A Heikin-Ashi Trend Strategy Using the 200 EMA
Strategy Implementation







Chapter 1: A Trend-Following Strategy with Heikin-Ashi
This trading model, Bit_strategy1_heikish, is built around Heikin-Ashi candlesticks and the 200 Exponential Moving Average (EMA). The goal is to identify the dominant trend and execute trades only in the direction of that trend. Unlike traditional candlesticks, Heikin-Ashi smooths out price action, making trends easier to identify.
Chapter 2: The Rules of the Strategy
The system follows six clear rules:
1. Identify the trend using the 200 EMA
- If the candles are above the 200 EMA → Only long positions are allowed.
- If the candles are below the 200 EMA → Only short positions are allowed.
2. Use Stochastic RSI for entry timing
- When looking for a long position, wait for Stochastic RSI to be in the oversold zone and for the two lines to cross upwards.

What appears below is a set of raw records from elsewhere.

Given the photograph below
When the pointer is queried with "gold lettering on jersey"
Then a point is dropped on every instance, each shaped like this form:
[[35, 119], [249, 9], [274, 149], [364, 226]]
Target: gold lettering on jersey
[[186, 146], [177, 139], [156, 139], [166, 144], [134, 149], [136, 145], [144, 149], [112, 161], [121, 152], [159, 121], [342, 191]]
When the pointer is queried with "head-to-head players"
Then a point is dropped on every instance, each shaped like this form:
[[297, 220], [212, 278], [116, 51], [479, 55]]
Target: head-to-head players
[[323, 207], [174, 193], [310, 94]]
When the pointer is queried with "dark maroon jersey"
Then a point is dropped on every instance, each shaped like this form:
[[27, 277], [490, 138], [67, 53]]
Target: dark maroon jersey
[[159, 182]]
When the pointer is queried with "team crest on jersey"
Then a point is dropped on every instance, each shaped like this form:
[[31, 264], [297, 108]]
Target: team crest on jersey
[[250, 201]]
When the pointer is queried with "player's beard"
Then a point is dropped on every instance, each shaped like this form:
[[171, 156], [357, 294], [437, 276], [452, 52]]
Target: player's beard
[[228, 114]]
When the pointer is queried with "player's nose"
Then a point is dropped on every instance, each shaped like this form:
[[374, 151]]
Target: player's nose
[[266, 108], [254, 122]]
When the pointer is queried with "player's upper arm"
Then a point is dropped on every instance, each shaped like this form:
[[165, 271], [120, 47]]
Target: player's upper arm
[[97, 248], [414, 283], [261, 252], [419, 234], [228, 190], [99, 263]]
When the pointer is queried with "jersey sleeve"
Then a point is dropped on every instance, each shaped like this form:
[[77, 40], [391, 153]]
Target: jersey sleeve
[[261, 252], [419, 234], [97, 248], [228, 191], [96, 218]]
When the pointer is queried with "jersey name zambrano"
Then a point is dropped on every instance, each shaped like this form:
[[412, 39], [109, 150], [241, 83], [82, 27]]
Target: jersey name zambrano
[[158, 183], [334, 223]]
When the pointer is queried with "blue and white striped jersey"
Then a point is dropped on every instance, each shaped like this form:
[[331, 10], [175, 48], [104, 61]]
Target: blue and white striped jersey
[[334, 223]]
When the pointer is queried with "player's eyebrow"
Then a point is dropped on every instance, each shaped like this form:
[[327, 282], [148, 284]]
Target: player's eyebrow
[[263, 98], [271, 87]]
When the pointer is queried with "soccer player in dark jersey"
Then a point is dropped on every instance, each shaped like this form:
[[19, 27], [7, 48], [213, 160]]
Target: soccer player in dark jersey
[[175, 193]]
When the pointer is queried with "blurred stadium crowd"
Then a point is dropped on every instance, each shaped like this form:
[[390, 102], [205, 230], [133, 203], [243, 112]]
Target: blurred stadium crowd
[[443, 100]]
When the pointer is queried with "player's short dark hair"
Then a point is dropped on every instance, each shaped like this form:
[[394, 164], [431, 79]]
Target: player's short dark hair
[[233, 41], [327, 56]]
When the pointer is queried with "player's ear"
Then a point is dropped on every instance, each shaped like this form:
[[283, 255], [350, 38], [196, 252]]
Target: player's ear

- When looking for a short position, wait for Stochastic RSI to be in the overbought zone and for the two lines to cross downwards.
3. Confirm with Heikin-Ashi candlesticks
- A strong bullish candle with no lower wick confirms a long entry.
- A strong bearish candle with no upper wick confirms a short entry.
4. Timeframe adjustments
- The strategy can be adapted to different trading styles:
- 15-minute timeframe for short-term intraday trading.
- 4-hour timeframe for swing trading.
5. Risk management
- The stop-loss to take-profit ratio is set at 2:1.
- Maximum risk per trade: 3% stop loss, 1.5% profit target.
Chapter 3: Why This Strategy Works
- Trend following: Trading in the direction of the 200 EMA reduces losses from counter-trend trades.
- Heikin-Ashi confirmation: Filters out weak signals by requiring strong trend candles.
- Stochastic RSI: Helps with precise entry timing by waiting for oversold/overbought crossovers.
Chapter 4: Potential Improvements
Although this system is effective, it can be improved by:
- Adding volume confirmation: Higher volume at entry signals stronger trends.
- Testing different risk ratios: A 3:1 reward-to-risk ratio could improve performance.
- Implementing trailing stops: Locking in profits as the trade moves in the right direction.
This strategy provides a structured way to trade with the trend using a combination of Heikin-Ashi, Stochastic RSI, and the 200 EMA. While no system is perfect, this method offers a solid foundation for trend-based trading.